Using PySpark and Pandas UDFs to train many scikit-learn models distributedly

Say you find yourself in the peculiar situation where you need to train a whole bunch of scikit-learn models over different groups from a large amount of data. And say you want to leverage Spark to distribute the process to do it all in a scalable fashion.

Recently I ran into such a use case and found that by using pandas_udf – a PySpark user defined function (UDF) made available through PyArrow – this can be done in a pretty straight-forward fashion. Pandas UDFs allow you to write a UDF that is just like a regular Spark UDF that operates over some grouped or windowed data, except it takes in data as a pandas DataFrame and returns back a pandas DataFrame. We just need to define the schema for the pandas DataFrame returned.

So the first thing we want to do is define this schema. Assume we have some group_id that we can use to group our data into those portions that will be used to train each model. We’ll return a model with that group_id and since it might good info to have later let’s also return the number of instances within that group that the model was trained with, call it num_instances_trained_with. To store all the trained models we will use the python pickle library to dump the model to a string which we can later load back, call it model_str.
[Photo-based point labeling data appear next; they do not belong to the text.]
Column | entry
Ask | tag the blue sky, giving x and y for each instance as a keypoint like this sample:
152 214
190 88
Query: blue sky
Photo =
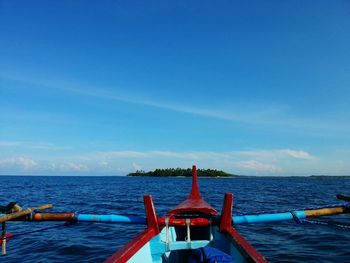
107 87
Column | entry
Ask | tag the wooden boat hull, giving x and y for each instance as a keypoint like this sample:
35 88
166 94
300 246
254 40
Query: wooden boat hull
184 230
158 250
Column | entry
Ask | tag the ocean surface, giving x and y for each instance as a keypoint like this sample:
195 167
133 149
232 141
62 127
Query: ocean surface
82 242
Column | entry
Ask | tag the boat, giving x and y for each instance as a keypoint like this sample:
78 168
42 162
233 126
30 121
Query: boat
191 232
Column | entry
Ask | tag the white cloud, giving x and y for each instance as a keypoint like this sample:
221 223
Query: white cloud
73 167
275 116
298 154
136 167
259 167
21 163
277 154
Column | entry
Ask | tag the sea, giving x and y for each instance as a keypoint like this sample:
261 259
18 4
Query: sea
324 240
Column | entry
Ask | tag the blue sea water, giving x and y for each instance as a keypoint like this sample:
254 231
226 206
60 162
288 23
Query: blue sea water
82 242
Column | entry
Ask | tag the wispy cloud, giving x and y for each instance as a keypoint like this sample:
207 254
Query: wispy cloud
266 114
34 145
257 162
18 163
277 154
259 167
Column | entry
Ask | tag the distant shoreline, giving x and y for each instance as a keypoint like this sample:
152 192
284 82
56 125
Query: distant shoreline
178 172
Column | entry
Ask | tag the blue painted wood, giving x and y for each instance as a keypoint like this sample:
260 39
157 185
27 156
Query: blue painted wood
111 219
247 219
265 218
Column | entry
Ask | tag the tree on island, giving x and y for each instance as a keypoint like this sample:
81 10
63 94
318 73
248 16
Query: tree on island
176 172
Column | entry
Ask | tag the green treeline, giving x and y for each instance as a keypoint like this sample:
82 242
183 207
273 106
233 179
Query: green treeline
182 172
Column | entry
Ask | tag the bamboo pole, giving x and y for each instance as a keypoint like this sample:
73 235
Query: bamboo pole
326 211
23 212
3 244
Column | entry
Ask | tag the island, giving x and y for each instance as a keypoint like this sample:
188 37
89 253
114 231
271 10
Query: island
179 172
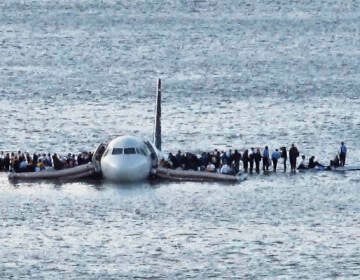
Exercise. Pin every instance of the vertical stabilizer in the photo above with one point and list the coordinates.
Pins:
(157, 132)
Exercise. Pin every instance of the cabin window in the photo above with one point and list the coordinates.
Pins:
(117, 151)
(129, 151)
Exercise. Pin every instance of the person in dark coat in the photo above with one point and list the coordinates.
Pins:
(293, 155)
(257, 158)
(236, 157)
(245, 160)
(251, 159)
(58, 164)
(284, 156)
(343, 151)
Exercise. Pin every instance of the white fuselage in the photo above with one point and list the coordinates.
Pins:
(126, 159)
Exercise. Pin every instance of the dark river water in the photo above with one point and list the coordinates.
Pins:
(235, 74)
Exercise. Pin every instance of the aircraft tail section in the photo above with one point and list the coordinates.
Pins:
(157, 132)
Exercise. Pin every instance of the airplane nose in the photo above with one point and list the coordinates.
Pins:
(127, 170)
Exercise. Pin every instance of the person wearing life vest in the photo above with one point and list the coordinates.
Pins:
(343, 151)
(275, 157)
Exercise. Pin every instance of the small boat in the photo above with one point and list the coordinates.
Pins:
(76, 172)
(196, 176)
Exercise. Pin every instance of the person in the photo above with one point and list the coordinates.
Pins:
(293, 155)
(266, 159)
(236, 160)
(302, 164)
(210, 167)
(58, 164)
(251, 159)
(335, 162)
(2, 158)
(343, 151)
(313, 163)
(275, 157)
(284, 156)
(245, 159)
(7, 162)
(257, 159)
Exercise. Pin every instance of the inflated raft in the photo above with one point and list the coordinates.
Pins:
(196, 176)
(348, 167)
(76, 172)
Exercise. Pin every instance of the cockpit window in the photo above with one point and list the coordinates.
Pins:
(117, 151)
(128, 151)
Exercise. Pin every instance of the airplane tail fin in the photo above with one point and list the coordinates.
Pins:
(157, 132)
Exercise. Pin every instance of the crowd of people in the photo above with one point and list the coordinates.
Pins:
(251, 160)
(25, 162)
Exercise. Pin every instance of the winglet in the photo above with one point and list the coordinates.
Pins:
(157, 132)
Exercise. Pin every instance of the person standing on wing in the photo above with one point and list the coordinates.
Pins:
(275, 157)
(343, 151)
(284, 156)
(266, 159)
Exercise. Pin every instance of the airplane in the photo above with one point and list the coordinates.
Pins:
(129, 158)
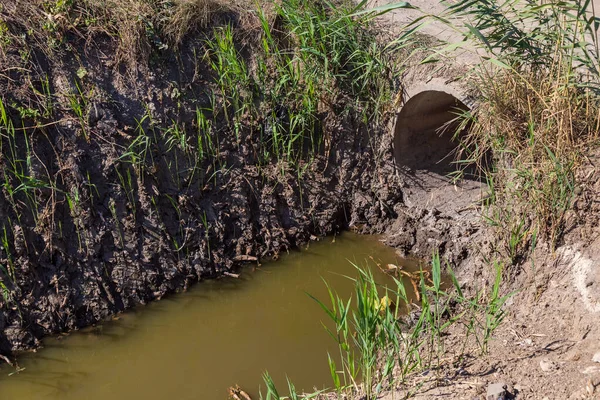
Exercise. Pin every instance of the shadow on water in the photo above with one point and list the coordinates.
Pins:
(195, 345)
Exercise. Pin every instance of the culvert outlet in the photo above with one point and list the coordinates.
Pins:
(424, 131)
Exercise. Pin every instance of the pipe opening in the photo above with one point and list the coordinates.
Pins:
(424, 131)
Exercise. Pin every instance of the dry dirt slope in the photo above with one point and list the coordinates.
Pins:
(549, 345)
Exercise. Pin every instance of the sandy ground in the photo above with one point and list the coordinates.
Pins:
(548, 347)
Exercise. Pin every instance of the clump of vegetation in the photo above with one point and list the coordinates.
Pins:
(382, 342)
(539, 111)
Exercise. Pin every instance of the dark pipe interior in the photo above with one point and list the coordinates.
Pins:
(424, 131)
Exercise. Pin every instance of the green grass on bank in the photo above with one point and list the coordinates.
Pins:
(382, 341)
(274, 71)
(539, 87)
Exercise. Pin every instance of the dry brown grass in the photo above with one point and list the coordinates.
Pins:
(536, 125)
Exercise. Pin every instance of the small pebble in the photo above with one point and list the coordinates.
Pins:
(548, 366)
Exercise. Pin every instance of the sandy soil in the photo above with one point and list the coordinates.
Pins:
(548, 347)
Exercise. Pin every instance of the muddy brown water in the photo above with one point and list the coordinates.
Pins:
(195, 345)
from pyspark.sql.types import *

# define schema for what the pandas udf will return
schema = StructType([
StructField('group_id', IntegerType()),
StructField('num_instances_trained_with', IntegerType()),
StructField('model_str', StringType())
])


To define a pandas UDF we need to use the pandas_udf decorator, and since we will take in a pandas DataFrame and return the same we need to define the function as a PandasUDFType.GROUPED_MAP (as opposed to Scalar UDF which would take just a pandas Series). Within the UDF we can then train a scikit-learn model using using the data in the pandas DataFrame as we would in a regular python application:

import pickle
import pandas as pd
from sklearn.ensemble import RandomForestRegressor
from pyspark.sql.functions import pandas_udf
from pyspark.sql.functions import PandasUDFType

@pandas_udf(schema, functionType=PandasUDFType.GROUPED_MAP)
def train_model(df_pandas):
'''
Trains a RandomForestRegressor model on training instances
in df_pandas.

Assumes: df_pandas has the columns:
                 ['my_feature_1', 'my_feature_2', 'my_label']

Returns: a single row pandas DataFrame with columns:
               ['group_id', 'num_instances_trained_with', 'model_str']
'''

# get the value of this group id
group_id = df_pandas['group_id'].iloc[0]

# get the number of training instances for this group
num_instances = df_pandas.shape[0]

# get features and label for all training instances in this group
feature_columns = ['my_feature_1', 'my_feature_2']
label = 'my_label';
X = df_pandas[feature_columns]
Y = df_pandas[label]

# train this model
model = RandomForestRegressor()
model.fit(X,Y)

# get a string representation of our trained model to store
model_str = pickle.dumps(model)

# build the DataFrame to return
df_to_return = pd.DataFrame([group_id, num_instances, model_str],
columns = ['group_id', 'num_instances_trained_with', 'model_str'])

return df_to_return


There we go now, assuming we have a PySpark DataFrame (df) with our features and labels and a group_id,  we can apply this pandas UDF to all groups of our data and get back a PySpark DataFrame with a model trained (stored as a pickle dumped string) on the data for each group:

df_trained_models = df.groupBy('group_id').apply(train_model)


Note that the models will all be trained on a single Spark executor so some caution may be necessary to not blow up the executor memory if the data within each group is too large for a single executor to hold and do the model training in memory.